Want to join the conversation?
- Do both of the theories (sum of roots, sum of square of roots) apply only when the form of the polynomial is x^n+x^(n-1)+x^(n-2)......?
Or can it apply even in examples like x^n+x^(n-1)+x^(n-4) ... ? (notice the (n-4))(7 votes)- yes, the coefficients on the "missing" terms are all 0, which also means that the specific combination of roots(vietas formulas) that goes with that coefficient adds to 0. that might even allow, in some cases to solve for the roots.(7 votes)
- According to Newton's Sums (link: https://www.artofproblemsolving.com/Wiki/index.php/Newton%27s_Sums), we have: S1 = 1, S2 = 3, S3 = 7, S4 = 11, S5 = 21, S6 = 39. Now, if we substitute in all the roots (z1, z2, z3, z4) into P(x), we get: S6-S5-S3-S2-S1 = 39-21-7-3-1 = 7... Where am I going wrong?(2 votes)
- It's not the S's you want, it's the P's.

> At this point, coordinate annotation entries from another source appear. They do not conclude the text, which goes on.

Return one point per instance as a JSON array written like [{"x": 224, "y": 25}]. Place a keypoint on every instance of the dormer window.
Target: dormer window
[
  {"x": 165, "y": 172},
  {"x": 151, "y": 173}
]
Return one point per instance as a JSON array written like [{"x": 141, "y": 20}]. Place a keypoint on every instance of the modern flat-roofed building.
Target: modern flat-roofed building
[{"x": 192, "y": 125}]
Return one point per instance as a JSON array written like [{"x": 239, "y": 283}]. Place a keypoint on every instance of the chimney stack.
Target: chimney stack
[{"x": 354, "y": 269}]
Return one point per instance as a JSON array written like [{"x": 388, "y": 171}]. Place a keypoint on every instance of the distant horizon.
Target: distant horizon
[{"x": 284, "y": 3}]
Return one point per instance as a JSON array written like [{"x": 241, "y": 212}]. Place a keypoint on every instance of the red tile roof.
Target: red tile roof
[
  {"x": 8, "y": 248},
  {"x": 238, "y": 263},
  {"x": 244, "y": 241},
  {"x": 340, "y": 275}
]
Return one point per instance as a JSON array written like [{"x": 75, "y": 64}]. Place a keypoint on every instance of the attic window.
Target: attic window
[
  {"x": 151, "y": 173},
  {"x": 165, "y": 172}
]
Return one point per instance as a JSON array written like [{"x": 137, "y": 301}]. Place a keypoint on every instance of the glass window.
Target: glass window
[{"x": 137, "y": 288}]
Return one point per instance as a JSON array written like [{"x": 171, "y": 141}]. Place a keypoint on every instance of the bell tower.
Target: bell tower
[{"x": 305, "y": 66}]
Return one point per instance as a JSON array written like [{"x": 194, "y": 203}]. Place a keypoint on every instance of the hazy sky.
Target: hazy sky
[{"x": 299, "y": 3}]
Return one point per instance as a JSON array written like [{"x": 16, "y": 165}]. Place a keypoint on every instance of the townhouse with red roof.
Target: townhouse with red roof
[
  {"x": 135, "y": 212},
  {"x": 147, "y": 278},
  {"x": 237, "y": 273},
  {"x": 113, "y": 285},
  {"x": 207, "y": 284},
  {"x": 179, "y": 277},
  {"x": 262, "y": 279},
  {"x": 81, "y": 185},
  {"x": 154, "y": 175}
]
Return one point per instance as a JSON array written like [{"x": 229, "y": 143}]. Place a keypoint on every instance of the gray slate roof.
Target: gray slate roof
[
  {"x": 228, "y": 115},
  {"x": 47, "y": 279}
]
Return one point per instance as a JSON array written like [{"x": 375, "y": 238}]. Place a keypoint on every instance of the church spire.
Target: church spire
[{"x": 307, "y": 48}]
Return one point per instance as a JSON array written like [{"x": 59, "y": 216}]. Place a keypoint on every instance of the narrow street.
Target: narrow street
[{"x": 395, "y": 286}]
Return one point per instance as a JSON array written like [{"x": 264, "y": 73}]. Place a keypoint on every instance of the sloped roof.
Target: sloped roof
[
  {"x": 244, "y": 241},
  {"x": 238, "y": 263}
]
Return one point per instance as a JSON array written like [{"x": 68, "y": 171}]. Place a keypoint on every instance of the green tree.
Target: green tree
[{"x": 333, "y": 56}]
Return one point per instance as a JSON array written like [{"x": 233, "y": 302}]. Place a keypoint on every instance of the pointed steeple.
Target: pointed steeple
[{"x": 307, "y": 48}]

We have P1 = z1 + z2 + z3 + z4 up to P6 = z1^6 + z2^6 + z3^6 + z4^6, and so the solution to the problem is given by P6 - P5 - P3 - P2 - P1. Now, the order of the polynomial Q is n=4, so its coefficients are given by a4 = 1, a3 = -1, a2 = -1, a1 = 0, a0 = -1 and and further coefficients are all zero. Now we can find out the P's using Newton sums:
a4*P1 + a3 = 0, so 1*P1 + (-1) = 0, so P1 = 1.
a4*P2 + a3*P1 + 2(a2) = 0, so 1*P2 + (-1)P1 + 2(-1) = 0, so P2 = 3.
and so on. I'll let you do the working for the others yourself if you wish, but we find that they are P3 = 4, P4 = 11, P5 = 16 and P6 = 30. Now we can find the solution to the problem, which is P6 - P5 - P3 - P2 - P1 = 30 - 16 - 4 - 3 - 1 = 6, which agrees with Sal's answer. Hope that helps make sense of it.(3 votes)
- Wait at4:48he says that P(r)=x^2Q(r) etc.,why is there an x in the beginning when in the rest of the equation he switches it out with r?(3 votes)
- It was just a slip-up. If P(x) = x^2 * Q(x) then P(r) = r^2 * Q(r). It doesn't actually affect the end result in any way because Q(r) = 0, so I guess Sal didn't notice it.(2 votes)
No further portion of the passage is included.